His writing style is characterized by a unique and witty style of adapting colloquial language, which won him quite a few fervent admirers. Moreover, he developed a willful orthography by which he thought to reveal the true meaning of words and their connections amongst each other. One of the most cited examples is the use of “Roh=Mann=Tick” instead of “Romantik” (revealing romanticism as the craze of unsubtle men). The atoms of words holding the nuclei of original meaning he called Etyme (etyms).
His theory of etyms is developed in his magnum opus, Zettels Traum, in which an elderly writer comments on Edgar Allan Poe's works in a stream of consciousness, while discussing a Poe translation with a couple of translators and flirting with their teenage daughter. Schmidt also accomplished a willful translation of Edgar Allan Poe's works himself (1966-73, together with Hans Wollschläger).
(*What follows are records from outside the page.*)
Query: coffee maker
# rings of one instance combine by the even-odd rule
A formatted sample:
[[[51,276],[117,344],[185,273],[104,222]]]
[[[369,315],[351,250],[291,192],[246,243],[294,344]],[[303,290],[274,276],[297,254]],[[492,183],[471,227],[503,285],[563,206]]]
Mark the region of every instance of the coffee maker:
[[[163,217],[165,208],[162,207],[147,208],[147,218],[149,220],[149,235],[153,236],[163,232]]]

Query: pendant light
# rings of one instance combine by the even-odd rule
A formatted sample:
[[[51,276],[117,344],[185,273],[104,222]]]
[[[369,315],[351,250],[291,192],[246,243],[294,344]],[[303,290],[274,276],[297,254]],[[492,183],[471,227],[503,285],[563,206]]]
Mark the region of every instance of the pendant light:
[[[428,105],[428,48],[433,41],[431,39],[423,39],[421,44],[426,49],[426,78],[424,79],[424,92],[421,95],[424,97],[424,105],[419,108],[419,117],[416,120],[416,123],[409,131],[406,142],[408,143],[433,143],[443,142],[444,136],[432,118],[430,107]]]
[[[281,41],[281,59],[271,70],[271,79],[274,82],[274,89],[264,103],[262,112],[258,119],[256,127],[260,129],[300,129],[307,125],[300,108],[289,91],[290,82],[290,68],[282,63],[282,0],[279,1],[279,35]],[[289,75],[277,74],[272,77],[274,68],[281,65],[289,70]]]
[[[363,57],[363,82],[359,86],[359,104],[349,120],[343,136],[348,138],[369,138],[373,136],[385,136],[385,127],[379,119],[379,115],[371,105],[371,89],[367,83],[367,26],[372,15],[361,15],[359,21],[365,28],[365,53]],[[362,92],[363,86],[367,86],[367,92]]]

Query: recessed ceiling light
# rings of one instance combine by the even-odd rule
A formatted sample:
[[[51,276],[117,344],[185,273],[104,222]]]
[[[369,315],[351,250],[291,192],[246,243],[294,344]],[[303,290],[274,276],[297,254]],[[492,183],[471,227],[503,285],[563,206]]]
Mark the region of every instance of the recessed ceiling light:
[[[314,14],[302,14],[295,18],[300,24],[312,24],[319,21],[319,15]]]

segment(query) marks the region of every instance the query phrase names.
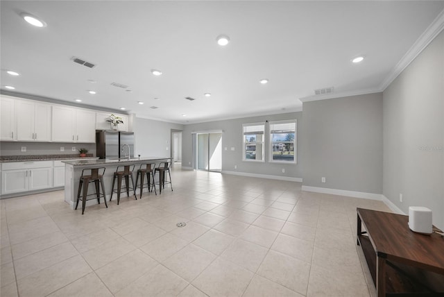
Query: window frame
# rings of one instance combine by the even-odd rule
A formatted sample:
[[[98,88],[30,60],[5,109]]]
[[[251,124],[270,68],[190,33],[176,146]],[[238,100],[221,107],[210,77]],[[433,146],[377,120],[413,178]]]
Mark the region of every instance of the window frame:
[[[294,123],[294,139],[293,139],[293,147],[294,151],[294,157],[292,161],[286,161],[286,160],[273,160],[273,132],[271,130],[272,125],[273,124],[293,124]],[[268,122],[268,162],[270,163],[279,163],[279,164],[298,164],[298,121],[297,119],[289,119],[289,120],[282,120],[282,121],[271,121]],[[285,142],[286,143],[291,143],[290,142]]]
[[[245,127],[248,127],[248,126],[262,126],[263,127],[263,137],[262,137],[262,142],[247,142],[246,141],[246,137],[245,137]],[[265,136],[266,136],[266,122],[259,122],[259,123],[248,123],[248,124],[242,124],[242,161],[244,162],[265,162],[265,155],[266,155],[266,152],[265,152],[265,149],[266,149],[266,142],[265,140]],[[257,140],[256,139],[256,140]],[[246,145],[248,144],[262,144],[262,160],[255,160],[255,159],[248,159],[246,158]]]

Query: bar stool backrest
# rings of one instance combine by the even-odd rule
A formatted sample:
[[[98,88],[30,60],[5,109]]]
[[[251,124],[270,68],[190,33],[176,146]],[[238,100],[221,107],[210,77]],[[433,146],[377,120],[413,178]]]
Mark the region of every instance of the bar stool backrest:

In the 1960s, he authored a series of plays for German radio stations presenting forgotten or little known and - in his opinion - vastly underrated authors, as e.g. Johann Gottfried Schnabel, Karl Philipp Moritz, Leopold Schefer, Karl Ferdinand Gutzkow, et al. These "plays" are basically talks about literature with two or three participants plus voices for quotations (Schmidt lent his voice for his translations of Finnegans Wake quoted in Der Triton mit dem Sonnenschirm ). 11 of these so called "Radio-Essays" were republished on 12 audio CDs in the year 2003.
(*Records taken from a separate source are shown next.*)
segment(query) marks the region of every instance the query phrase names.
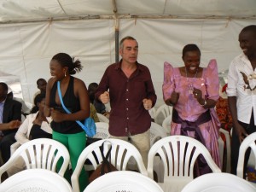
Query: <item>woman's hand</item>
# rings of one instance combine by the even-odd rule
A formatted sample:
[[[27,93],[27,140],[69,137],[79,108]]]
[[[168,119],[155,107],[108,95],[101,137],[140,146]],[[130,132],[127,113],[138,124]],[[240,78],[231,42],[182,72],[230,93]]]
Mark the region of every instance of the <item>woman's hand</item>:
[[[194,88],[193,94],[195,99],[201,99],[201,90],[196,88]]]
[[[173,91],[171,95],[171,98],[170,98],[170,102],[172,104],[172,105],[176,105],[177,101],[179,99],[179,93],[178,92],[176,92],[176,91]]]

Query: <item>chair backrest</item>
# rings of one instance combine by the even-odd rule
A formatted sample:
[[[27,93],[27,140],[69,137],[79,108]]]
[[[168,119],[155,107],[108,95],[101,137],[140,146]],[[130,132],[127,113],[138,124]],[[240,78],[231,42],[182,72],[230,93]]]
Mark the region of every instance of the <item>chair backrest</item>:
[[[47,169],[56,172],[56,164],[63,159],[58,173],[64,176],[69,165],[70,156],[67,148],[61,143],[49,138],[38,138],[20,145],[9,160],[0,167],[0,177],[20,160],[26,169]]]
[[[220,128],[219,132],[224,136],[226,144],[226,160],[223,160],[223,166],[226,167],[225,170],[223,170],[223,172],[230,172],[231,167],[230,167],[230,159],[231,159],[231,144],[230,144],[230,134],[228,131]],[[221,154],[221,153],[220,153]],[[224,158],[224,156],[223,156]],[[225,163],[225,165],[224,165]]]
[[[213,172],[189,183],[182,192],[255,192],[249,182],[230,173]]]
[[[156,109],[155,109],[155,108],[153,107],[152,108],[150,108],[150,109],[148,110],[148,113],[149,113],[149,114],[150,114],[150,116],[151,116],[151,119],[153,119],[154,120],[154,119],[155,119],[155,113],[156,113]]]
[[[171,134],[171,122],[172,119],[172,114],[168,115],[167,117],[165,118],[162,123],[162,127],[166,130],[167,134],[170,136]]]
[[[172,107],[166,104],[163,104],[156,109],[155,122],[162,125],[163,120],[172,113]]]
[[[69,183],[59,174],[44,169],[20,172],[0,184],[0,191],[72,192]]]
[[[100,122],[109,123],[109,119],[105,117],[103,114],[97,113]]]
[[[148,174],[154,178],[153,166],[158,154],[164,165],[164,183],[187,183],[193,179],[194,164],[202,154],[213,172],[221,170],[207,148],[199,141],[186,136],[169,136],[156,142],[148,152]]]
[[[96,134],[93,137],[95,138],[109,138],[110,135],[108,132],[108,123],[106,122],[96,122]]]
[[[105,174],[89,184],[84,192],[163,192],[153,179],[139,172],[120,171]]]
[[[87,146],[81,153],[78,160],[77,166],[71,177],[72,186],[74,191],[79,191],[79,185],[78,178],[82,168],[84,168],[84,161],[89,160],[94,169],[102,161],[100,151],[100,146],[102,146],[102,143],[104,143],[104,155],[106,155],[110,146],[112,146],[108,160],[118,170],[125,170],[130,158],[133,157],[137,162],[139,172],[144,175],[148,175],[142,155],[135,146],[120,139],[102,139]]]
[[[151,122],[150,126],[150,146],[158,140],[167,137],[166,130],[156,123]]]
[[[251,155],[256,160],[256,132],[248,135],[240,145],[239,155],[238,155],[238,163],[236,174],[240,177],[243,177],[243,168],[244,168],[244,157],[245,153],[248,148],[251,148]],[[256,167],[256,162],[254,162],[254,166]]]

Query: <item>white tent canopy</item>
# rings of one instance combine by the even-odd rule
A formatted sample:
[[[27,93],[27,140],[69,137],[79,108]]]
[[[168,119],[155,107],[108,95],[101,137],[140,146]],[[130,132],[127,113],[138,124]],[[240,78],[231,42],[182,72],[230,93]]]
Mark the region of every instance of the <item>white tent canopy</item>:
[[[0,71],[20,78],[31,102],[36,80],[50,78],[49,61],[59,52],[82,61],[76,77],[87,85],[99,82],[115,61],[118,31],[119,39],[137,39],[138,61],[151,71],[160,105],[164,61],[183,65],[182,49],[193,43],[202,67],[215,58],[219,72],[227,70],[255,13],[255,0],[0,0]]]

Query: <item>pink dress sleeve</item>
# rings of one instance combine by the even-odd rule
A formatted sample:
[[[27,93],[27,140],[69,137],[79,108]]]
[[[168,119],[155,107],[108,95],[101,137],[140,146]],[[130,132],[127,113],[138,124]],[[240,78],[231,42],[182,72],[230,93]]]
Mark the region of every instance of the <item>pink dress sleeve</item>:
[[[206,87],[207,94],[209,99],[218,101],[218,66],[215,59],[212,59],[209,61],[209,64],[205,71],[205,79],[206,79]]]
[[[164,63],[164,83],[162,85],[164,101],[170,98],[173,90],[175,90],[173,77],[173,67],[166,61]]]

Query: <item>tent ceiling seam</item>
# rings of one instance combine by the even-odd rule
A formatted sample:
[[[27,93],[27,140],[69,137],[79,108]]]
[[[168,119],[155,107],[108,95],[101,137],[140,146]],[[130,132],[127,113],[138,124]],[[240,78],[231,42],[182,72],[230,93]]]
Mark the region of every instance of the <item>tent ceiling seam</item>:
[[[63,9],[63,7],[62,7],[62,5],[61,5],[60,0],[57,0],[57,2],[58,2],[58,3],[59,3],[59,5],[60,5],[61,10],[64,12],[64,14],[67,15],[68,15],[66,13],[65,9]]]
[[[31,22],[43,22],[43,21],[64,21],[64,20],[125,20],[125,19],[189,19],[189,20],[256,20],[255,15],[252,16],[216,16],[216,15],[205,15],[205,16],[179,16],[179,15],[119,15],[115,18],[113,15],[84,15],[76,17],[59,17],[59,18],[45,18],[45,19],[33,19],[33,20],[8,20],[0,21],[0,24],[12,24],[12,23],[31,23]]]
As none of his works sold more than a few thousand copies, he lived in extreme poverty. During the last few years of his life, Arno Schmidt was financially supported by the philologist and writer Jan Philipp Reemtsma, the heir of the German cigarette manufacturer Philipp F. Reemtsma.
After a stroke, Arno Schmidt died in a hospital at Celle. The Arno Schmidt Foundation (Arno Schmidt Stiftung) in Bargfeld, dotated by Jan Philipp Reemtsma, is publishing his complete works.
The US entrepreneur and technology writer Dave Winer is a grandnephew of Arno Schmidt.
- Leviathan (1949)
- Das steinerne Herz ("The Stony Heart", 1956)
- Die Gelehrtenrepulik ("The Egghead Republic")
- Kaff auch Mare Crisium ("Boondocks/Moondocks")
- Zettels Traum ("Bottom's Dream", 1970)
- Die Schule der Atheisten ("School for Atheists", 1972)
- Abend mit Goldrand ("Evening Edged in Gold", 1975)
For the full bibliography, see Müther 1992.
- Karl-Heinz Müther: Bibliographie Arno Schmidt 1949–1991, Bielefeld 1992 (in German, continued)
- Wolfgang Martynkewicz: Arno Schmidt. Reinbek 1992. ISBN 3499504847 (in German)
- Marius Fränzel: Dies wundersame Gemisch: Eine Einführung in das erzählerische Werk Arno Schmidts. Kiel (Ludwig) 2002, ISBN 978-3933598547 (in German)
- »Arno Schmidt? - Allerdings!« 2006 (Marbacher Kataloge) (Arno Schmidt Exhibition, Marbach 2006).